Could he feel them there, too? Was he chasing them all away?
She fell to her knees and breathed again.
She'd never been so happy to hear Quinn's voice. The fashion princess stepped into the house with an overflowing bag of pet accessories in her arms.
"What do you think of Tootsie? Isn't he cute?! Mom and Dad bought him for me! Do you like him?" The last question came with an edge, as if she knew without a doubt that Daria would not welcome this addition to their family.
But her mouth fell open when the little terrier ran into Daria's arms, yipping and licking at her face as her sister laughed. She laughed so hard, it sounded almost like crying.
I did it, the dog seemed to be telling her. I got rid of them. You're safe now.
"Thank you," Daria whispered, running her hands clumsily through his soft coat. "Thank you so much."
"Hey, we didn't get him for you!" Quinn pouted, misunderstanding her. "Muh-OMMMM…"
"Damn pet stores," Jake complained as their parents walked in the door. "Why don't they just TAKE an arm and a leg right off of you?"
"This was your idea, honey. Remember?" Helen said wearily.
"But that dog wasn't my idea…"
They stopped and stared at the sight of Daria and Tootsie on the floor together, inseparable.
Daria would always wonder what had really happened that night.
Was it just the medication? Or was there really something left of the suffering that occurred in that house? There was no way of knowing. Daria convinced them to leave the house that very night, leaving the light bulbs and groceries as a sardonic gift to Aunt Rita's inhospitality. Daria never took the anxiety pills again, and Rita sold the house a few months later without explanation.

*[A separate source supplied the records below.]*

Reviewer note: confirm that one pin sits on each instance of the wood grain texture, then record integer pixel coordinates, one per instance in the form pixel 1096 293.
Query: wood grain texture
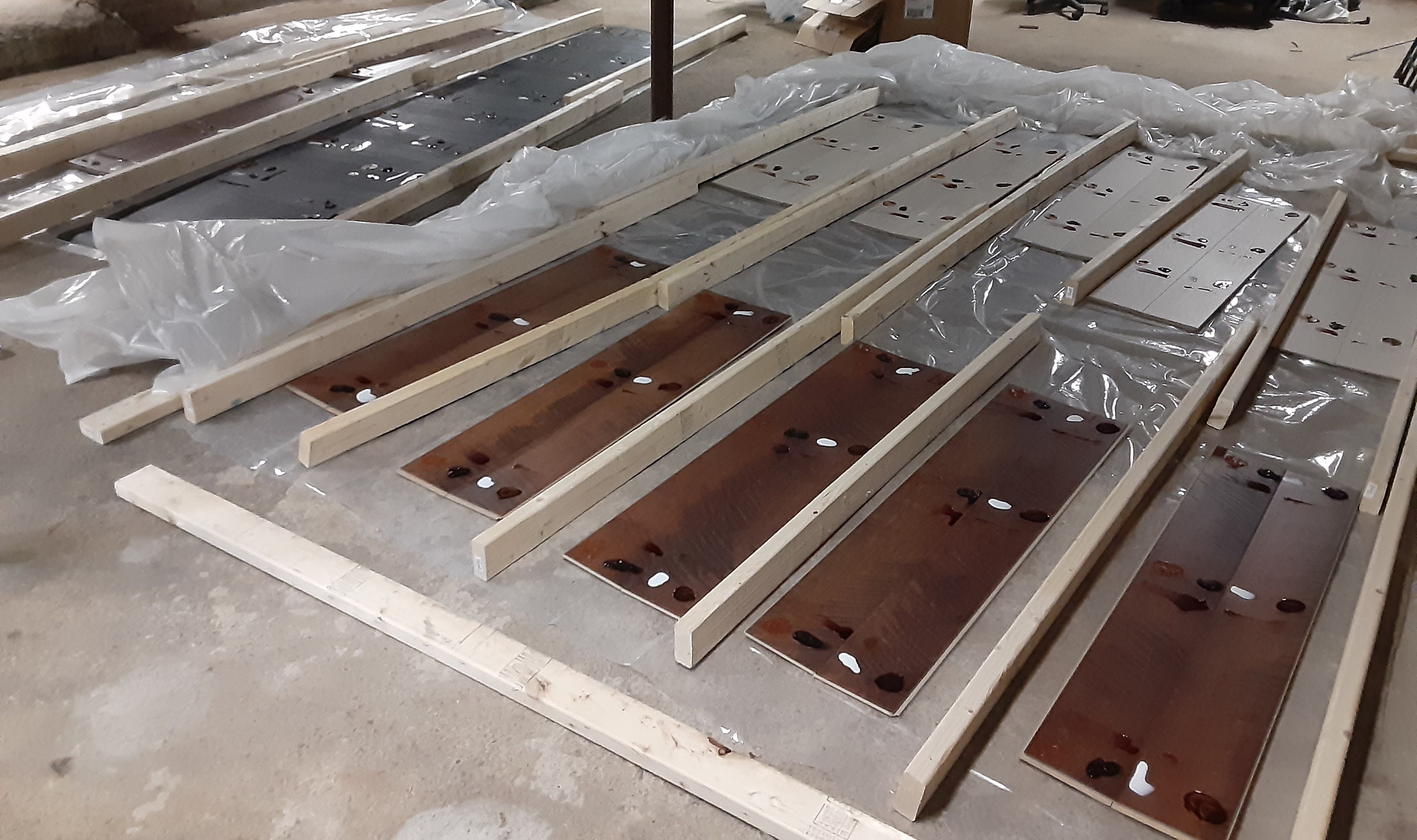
pixel 515 454
pixel 1182 685
pixel 706 519
pixel 899 591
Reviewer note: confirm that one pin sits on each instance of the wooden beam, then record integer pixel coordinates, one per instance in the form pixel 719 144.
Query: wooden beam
pixel 1281 315
pixel 715 615
pixel 749 790
pixel 574 494
pixel 1117 256
pixel 725 260
pixel 474 165
pixel 356 328
pixel 947 743
pixel 910 282
pixel 1337 733
pixel 489 56
pixel 690 47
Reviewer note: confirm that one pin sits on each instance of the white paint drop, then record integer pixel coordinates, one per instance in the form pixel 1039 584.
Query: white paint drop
pixel 1140 785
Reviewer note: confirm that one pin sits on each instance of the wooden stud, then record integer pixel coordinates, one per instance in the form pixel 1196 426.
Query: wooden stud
pixel 722 261
pixel 1281 315
pixel 715 615
pixel 1140 239
pixel 1327 767
pixel 638 73
pixel 574 494
pixel 947 743
pixel 363 325
pixel 749 790
pixel 900 291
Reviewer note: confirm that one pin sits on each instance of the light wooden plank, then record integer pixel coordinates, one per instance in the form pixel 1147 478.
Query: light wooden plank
pixel 1277 322
pixel 363 325
pixel 722 261
pixel 950 738
pixel 638 73
pixel 910 282
pixel 749 790
pixel 715 615
pixel 574 494
pixel 1140 239
pixel 1337 733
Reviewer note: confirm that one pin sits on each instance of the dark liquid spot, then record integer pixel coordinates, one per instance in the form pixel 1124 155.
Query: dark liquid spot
pixel 1189 603
pixel 808 641
pixel 1097 768
pixel 893 683
pixel 1206 808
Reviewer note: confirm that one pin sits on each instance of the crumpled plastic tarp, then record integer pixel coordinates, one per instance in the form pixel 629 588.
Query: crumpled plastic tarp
pixel 212 292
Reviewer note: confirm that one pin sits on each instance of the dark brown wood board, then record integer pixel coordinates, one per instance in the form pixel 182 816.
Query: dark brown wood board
pixel 682 539
pixel 1189 672
pixel 896 594
pixel 425 349
pixel 522 449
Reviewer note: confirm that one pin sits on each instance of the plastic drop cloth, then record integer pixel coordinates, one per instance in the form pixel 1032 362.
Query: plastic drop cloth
pixel 190 73
pixel 212 292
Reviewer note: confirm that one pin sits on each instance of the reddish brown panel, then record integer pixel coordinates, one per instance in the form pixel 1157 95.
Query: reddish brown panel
pixel 425 349
pixel 522 449
pixel 680 540
pixel 893 597
pixel 1169 710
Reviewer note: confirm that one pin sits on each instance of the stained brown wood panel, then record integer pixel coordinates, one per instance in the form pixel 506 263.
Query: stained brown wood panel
pixel 1191 671
pixel 897 593
pixel 682 539
pixel 522 449
pixel 418 352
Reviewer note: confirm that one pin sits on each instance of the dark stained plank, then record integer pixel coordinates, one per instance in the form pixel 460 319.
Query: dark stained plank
pixel 1191 671
pixel 897 593
pixel 418 352
pixel 522 449
pixel 682 539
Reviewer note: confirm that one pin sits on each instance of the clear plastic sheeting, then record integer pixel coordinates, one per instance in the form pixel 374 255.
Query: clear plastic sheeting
pixel 190 73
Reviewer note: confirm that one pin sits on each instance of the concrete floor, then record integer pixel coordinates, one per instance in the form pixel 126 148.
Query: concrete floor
pixel 153 686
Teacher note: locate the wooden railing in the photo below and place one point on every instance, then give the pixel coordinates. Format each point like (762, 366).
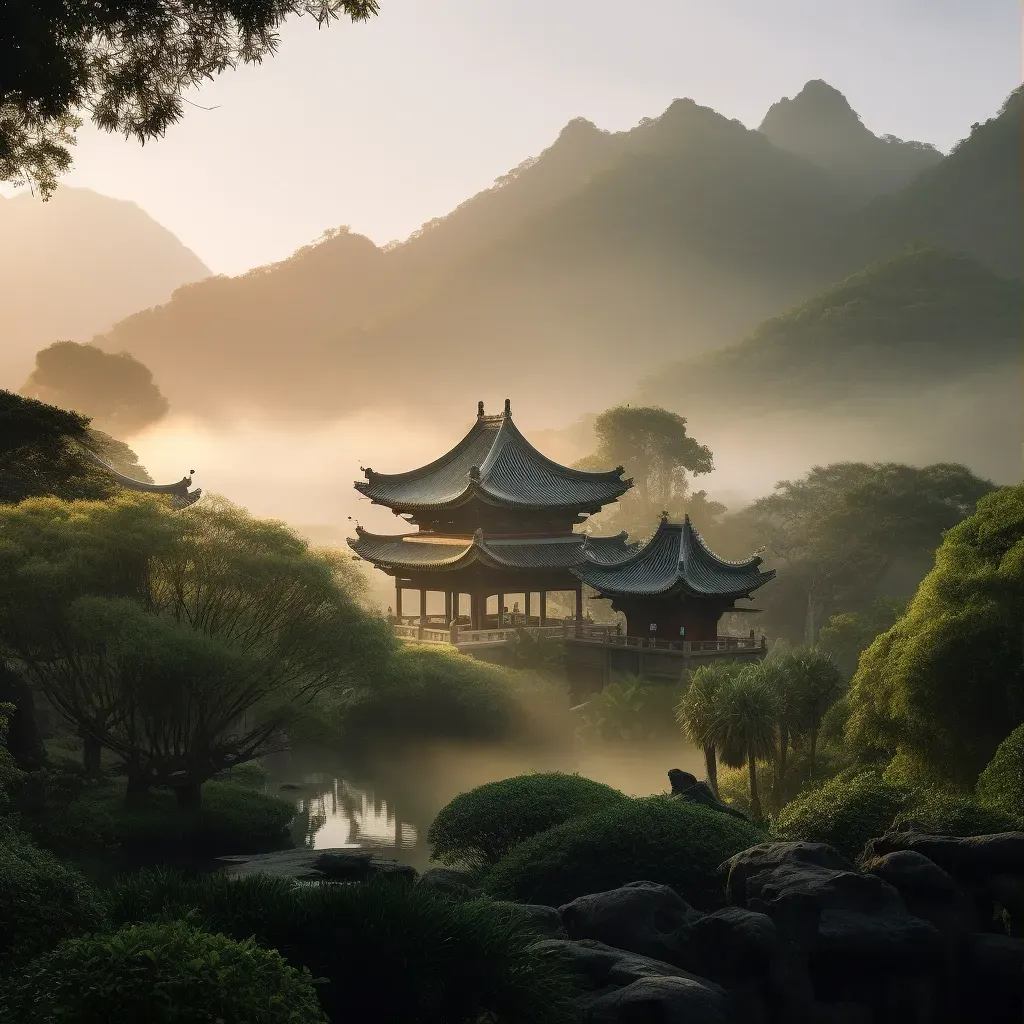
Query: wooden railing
(605, 636)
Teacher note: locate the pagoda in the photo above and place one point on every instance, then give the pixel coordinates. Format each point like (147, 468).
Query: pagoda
(674, 587)
(494, 518)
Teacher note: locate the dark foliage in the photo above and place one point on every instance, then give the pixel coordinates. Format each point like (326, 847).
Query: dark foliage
(163, 974)
(654, 839)
(388, 951)
(42, 901)
(480, 826)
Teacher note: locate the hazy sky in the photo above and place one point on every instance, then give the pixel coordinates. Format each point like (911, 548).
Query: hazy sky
(387, 124)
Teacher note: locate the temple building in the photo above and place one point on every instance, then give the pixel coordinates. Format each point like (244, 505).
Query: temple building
(674, 587)
(181, 493)
(495, 518)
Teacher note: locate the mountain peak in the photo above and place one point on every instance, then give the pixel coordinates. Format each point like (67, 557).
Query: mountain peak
(820, 125)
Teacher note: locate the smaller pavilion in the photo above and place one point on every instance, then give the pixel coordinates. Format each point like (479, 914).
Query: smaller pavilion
(674, 587)
(181, 493)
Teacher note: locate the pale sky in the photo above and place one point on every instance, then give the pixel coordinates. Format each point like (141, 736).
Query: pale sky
(386, 124)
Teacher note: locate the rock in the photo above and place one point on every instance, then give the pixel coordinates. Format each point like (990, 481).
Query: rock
(817, 900)
(597, 966)
(687, 786)
(929, 892)
(318, 865)
(449, 882)
(544, 920)
(659, 1000)
(346, 865)
(966, 859)
(642, 918)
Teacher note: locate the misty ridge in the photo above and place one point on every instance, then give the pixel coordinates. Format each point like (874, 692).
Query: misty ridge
(808, 271)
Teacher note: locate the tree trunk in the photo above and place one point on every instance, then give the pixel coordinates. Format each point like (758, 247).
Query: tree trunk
(91, 757)
(711, 763)
(188, 796)
(137, 793)
(755, 800)
(783, 750)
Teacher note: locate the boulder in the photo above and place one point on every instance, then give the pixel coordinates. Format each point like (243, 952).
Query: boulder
(819, 901)
(687, 786)
(641, 916)
(971, 858)
(449, 882)
(320, 865)
(658, 1000)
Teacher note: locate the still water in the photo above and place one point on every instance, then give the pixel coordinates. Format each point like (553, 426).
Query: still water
(388, 802)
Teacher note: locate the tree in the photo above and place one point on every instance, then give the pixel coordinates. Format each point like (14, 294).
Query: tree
(128, 64)
(847, 635)
(186, 643)
(745, 724)
(115, 390)
(657, 453)
(696, 712)
(843, 527)
(946, 683)
(814, 683)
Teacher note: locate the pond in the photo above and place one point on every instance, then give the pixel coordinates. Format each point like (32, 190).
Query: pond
(388, 802)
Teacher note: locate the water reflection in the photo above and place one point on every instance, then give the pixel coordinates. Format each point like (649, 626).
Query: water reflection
(387, 803)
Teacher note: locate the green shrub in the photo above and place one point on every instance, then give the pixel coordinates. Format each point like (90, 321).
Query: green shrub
(232, 819)
(653, 839)
(1001, 783)
(42, 901)
(480, 826)
(164, 974)
(945, 813)
(845, 812)
(387, 952)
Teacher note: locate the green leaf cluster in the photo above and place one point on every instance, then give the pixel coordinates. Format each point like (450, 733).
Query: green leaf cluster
(480, 826)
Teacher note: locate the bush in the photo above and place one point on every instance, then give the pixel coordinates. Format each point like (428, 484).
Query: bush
(845, 812)
(1001, 783)
(480, 826)
(944, 813)
(388, 952)
(42, 901)
(231, 819)
(164, 974)
(654, 839)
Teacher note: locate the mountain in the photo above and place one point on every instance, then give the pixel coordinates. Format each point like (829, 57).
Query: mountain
(602, 257)
(916, 356)
(819, 123)
(77, 264)
(972, 201)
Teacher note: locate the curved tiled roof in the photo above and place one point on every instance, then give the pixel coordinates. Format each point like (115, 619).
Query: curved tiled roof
(495, 463)
(676, 558)
(182, 497)
(430, 551)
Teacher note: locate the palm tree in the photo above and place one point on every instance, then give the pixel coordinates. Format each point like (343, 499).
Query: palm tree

She supposed it didn't matter. She wasn't even that afraid of dogs anymore. She finally had one on her side, one that would always protect her.
Daria finished reading Tootsie her latest Melody Powers story as he lay on her bed, listening. "…And as she looked triumphantly upon the scores of dead communists and animal abusers lying all around her, Melody realized she had gotten her wish. It was the bloodiest Christmas ever. The end." She smiled at the dog. "What do you think?"
He barked happily.
(A/N: I wanted to write a oneshot about Daria instead of Quinn for a change, and I always noticed how few dogs there seemed to be in Lawndale, so one thing led to another. I have a dog just like Daria's, except she's a mixed poodle and her name is Clover. I dedicate this story to her. She chases my ghosts away, too.)